Mario sólo pensó en ese futuro para ponerle fin
a un cierto presente. El resto lo dejaba en manos de la Providencia que llegaba
en forma de milanesas en las manos de una amiga, o en forma de palomas. Pero
fue gracias a la insistencia de mi madre que aprendí a dejar algunas cosas en
manos de la Providencia, aunque a veces mi poca fe me hace tambalear los dedos
sobre la madera. Cada tanto este presente de ausencia me hace tamborilear. Es
lo que toca dicen por acá, a modo de ánimo o consuelo. Mientras escucho esas
palabras a lo lejos, me arreglo las manos, me pinto las uñas e intento sacar
música del tamborileo. La lluvia entró en la terraza y me salpicó la cara empujada
por un aire frío. Entré a buscar un abrigo.
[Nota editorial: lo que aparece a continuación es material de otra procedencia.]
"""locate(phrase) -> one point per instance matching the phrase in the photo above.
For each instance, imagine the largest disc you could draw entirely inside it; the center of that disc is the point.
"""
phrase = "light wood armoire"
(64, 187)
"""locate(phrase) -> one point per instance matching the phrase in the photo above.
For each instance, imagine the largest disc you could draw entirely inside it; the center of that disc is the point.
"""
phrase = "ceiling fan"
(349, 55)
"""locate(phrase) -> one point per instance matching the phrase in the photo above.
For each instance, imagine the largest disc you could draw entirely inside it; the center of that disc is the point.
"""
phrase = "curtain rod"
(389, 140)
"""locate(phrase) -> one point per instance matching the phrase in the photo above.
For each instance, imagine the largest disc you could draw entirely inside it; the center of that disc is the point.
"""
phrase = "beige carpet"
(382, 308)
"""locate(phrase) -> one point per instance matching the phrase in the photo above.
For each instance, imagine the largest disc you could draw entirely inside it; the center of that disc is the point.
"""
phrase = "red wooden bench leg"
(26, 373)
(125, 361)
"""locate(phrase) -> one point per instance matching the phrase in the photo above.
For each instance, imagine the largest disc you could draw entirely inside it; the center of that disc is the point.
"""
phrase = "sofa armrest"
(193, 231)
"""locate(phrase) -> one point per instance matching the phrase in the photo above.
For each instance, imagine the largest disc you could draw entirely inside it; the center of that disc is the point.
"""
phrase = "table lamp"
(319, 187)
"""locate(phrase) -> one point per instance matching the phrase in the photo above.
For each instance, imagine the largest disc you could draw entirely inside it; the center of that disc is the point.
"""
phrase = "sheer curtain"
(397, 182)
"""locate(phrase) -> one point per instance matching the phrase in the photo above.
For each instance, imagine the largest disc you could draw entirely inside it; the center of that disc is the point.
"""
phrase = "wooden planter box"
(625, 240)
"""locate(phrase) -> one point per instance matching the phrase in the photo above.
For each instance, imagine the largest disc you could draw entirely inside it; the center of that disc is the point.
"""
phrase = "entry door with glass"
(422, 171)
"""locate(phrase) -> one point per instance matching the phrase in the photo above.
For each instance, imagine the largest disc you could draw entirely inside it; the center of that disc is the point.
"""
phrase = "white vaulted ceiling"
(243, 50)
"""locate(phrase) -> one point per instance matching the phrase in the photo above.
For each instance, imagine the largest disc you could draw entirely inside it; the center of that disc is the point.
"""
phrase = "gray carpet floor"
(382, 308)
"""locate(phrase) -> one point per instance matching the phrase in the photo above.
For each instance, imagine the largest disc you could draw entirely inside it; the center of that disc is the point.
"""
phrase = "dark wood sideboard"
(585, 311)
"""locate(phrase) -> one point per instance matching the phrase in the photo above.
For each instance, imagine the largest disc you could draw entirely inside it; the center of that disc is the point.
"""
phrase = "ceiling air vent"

Me puse una sudadera amarronada y fui al baño
a enjuagarme la cara. Sin mirarme en el espejo, abrí la canilla del agua
caliente y el calentador de gas crujió un poco. Puse las manos en vasija debajo
del agua hasta que se llenó, desbordó y empezó a caer a un ritmo constante como
la arena del reloj. Entonces agaché la cabeza y la puse entre las manos. Me
quedé un ratito con la cara en el agua tibia y luego estiré la mano en busca de
la toalla. Me erguí mientras me secaba y entreabrí los ojos frente al espejo empañado.
Ahí seguían las nubes, la lluvia; los relojes de arena y los segunderos; la
Providencia, las risas y José. Con la misma toalla empecé a limpiar el espejo
empañado, al ritmo de una caricia leve que va desde la cintura a la mitad de la
espalda. Abrí un ojo y miré la hora. Eran las once.